【WEBマーケティングインターネット徹底集客 362】観光インフレ時代に求められるWEB集客の視点 小林義道


 UNツーリズム(国連世界観光機構)の報告によれば、2025年前半(1~6月)の国際旅行者数は前年同期比約5%増の6億9千万人に達したと見られる。その中で日本は+21%と高い伸びを示した国の一つであり、観光収入も18%増と報じられている。インバウンド市場は拡大局面を維持し、国際的な観光需要の波は確実に戻りつつある。

 一方で、「観光インフレ」は依然として高止まりしている。観光関連費用の上昇率は2024年の8.0%から2025年には6.8%へと緩和する見通しだが、2019年の約3%前後と比べると依然として高い。世界全体の平均的な消費インフレ率(約4%台)を上回る状況が続き、生活必需品以上に旅行関連費用の上昇が顕著だ。そのため、旅行が「割高な特別支出」として慎重に判断される傾向が強まっている。

 こうした環境下で、国内の旅行者行動にも変化が見える。JTB「2025年夏休み旅行動向」によれば、総旅行者数は約7464万人(前年比0.8%増)、旅行消費額は4兆円を超える見込みと堅調だが、旅行日数では「1泊2日」が最多(36・5%)で、近距離・短期間の旅行が主流である。観光庁の調査でも「費用負担」「休暇取得の難しさ」が旅行を控える理由として上位に挙がり、旅行者の心理には「コスト」「時間」「距離」の三つの制約が色濃く影を落としている。

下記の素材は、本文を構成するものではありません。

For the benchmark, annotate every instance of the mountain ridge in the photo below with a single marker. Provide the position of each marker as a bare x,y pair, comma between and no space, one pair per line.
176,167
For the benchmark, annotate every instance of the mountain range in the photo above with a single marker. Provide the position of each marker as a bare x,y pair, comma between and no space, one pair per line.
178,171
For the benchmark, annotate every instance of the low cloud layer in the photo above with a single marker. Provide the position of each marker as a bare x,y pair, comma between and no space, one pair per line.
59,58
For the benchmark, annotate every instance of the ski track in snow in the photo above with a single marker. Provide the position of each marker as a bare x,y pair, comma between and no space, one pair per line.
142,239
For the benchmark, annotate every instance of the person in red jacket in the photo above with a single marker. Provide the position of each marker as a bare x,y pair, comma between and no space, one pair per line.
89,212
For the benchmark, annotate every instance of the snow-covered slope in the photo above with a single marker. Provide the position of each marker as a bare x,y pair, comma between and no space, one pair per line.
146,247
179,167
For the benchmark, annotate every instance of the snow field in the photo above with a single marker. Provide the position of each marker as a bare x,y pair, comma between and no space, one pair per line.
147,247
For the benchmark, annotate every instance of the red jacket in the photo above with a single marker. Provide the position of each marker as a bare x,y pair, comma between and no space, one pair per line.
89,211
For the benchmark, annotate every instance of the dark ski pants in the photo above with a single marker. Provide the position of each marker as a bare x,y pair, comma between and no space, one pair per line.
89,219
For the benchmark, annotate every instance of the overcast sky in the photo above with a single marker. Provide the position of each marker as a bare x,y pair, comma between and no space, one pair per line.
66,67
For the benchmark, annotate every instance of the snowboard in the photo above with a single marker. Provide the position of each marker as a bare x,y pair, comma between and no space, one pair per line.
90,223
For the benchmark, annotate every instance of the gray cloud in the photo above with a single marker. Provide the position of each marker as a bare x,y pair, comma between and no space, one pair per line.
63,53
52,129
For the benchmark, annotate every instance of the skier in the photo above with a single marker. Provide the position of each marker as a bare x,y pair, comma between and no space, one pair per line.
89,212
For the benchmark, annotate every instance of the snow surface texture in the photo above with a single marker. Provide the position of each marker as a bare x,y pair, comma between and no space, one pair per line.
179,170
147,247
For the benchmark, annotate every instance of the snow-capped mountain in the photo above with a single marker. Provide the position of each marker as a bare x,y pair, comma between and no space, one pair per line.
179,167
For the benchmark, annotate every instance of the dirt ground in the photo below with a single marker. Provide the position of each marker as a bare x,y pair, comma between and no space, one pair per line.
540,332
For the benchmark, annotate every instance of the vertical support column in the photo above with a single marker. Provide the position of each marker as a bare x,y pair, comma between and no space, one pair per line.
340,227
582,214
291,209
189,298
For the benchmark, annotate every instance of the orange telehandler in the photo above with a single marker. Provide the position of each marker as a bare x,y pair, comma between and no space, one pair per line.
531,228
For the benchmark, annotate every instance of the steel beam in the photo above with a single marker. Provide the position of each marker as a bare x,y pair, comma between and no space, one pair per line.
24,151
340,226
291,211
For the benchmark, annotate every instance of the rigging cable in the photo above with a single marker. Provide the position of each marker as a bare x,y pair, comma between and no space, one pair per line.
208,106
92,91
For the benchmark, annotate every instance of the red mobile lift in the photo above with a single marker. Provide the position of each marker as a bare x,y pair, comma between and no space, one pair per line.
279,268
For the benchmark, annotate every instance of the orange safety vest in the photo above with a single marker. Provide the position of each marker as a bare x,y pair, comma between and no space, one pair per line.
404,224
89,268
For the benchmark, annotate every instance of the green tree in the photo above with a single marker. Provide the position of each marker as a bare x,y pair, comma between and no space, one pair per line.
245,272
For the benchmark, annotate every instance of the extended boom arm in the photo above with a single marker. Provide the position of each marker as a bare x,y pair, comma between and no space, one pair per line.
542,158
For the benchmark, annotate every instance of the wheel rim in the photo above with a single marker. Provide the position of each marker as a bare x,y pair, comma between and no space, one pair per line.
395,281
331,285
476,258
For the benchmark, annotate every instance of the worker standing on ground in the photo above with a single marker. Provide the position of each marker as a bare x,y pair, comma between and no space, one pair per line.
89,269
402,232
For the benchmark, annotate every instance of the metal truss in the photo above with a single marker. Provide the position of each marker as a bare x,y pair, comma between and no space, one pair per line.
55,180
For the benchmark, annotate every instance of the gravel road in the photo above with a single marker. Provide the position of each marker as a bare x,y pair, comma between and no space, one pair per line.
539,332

 この「観光インフレ時代」において、WEB集客で求められるのは価格訴求ではなく「納得価値」の提示である。料金に対し、体験や特典、安心感など”金額の理由”を明示し、顧客の心理的満足を支えることが重要だ。具体的には、宿泊後の満足度データや口コミを活用し、「なぜこの価格で選ばれているのか」を可視化する取り組みが有効である。

 さらに、地域連携型プランやジオターゲティング広告を活用した近場需要の開拓、SNSや口コミによる共感型の発信も欠かせない。UGC(利用者投稿)はAI検索にも反映され、信頼性と推奨力を高める新たな資産となるだけでなく、宿自身のブランド文脈を形成する重要な要素となりつつある。

 観光市場は量的に回復しつつあるが、消費者の価値判断はより繊細で現実的になっている。いまこそ宿泊業界は、価格を下げるのではなく、体験の質と意味をどう伝えるかに力を注ぐべきだ。WEB集客は、その価値を可視化し、共感を生み出す最前線である。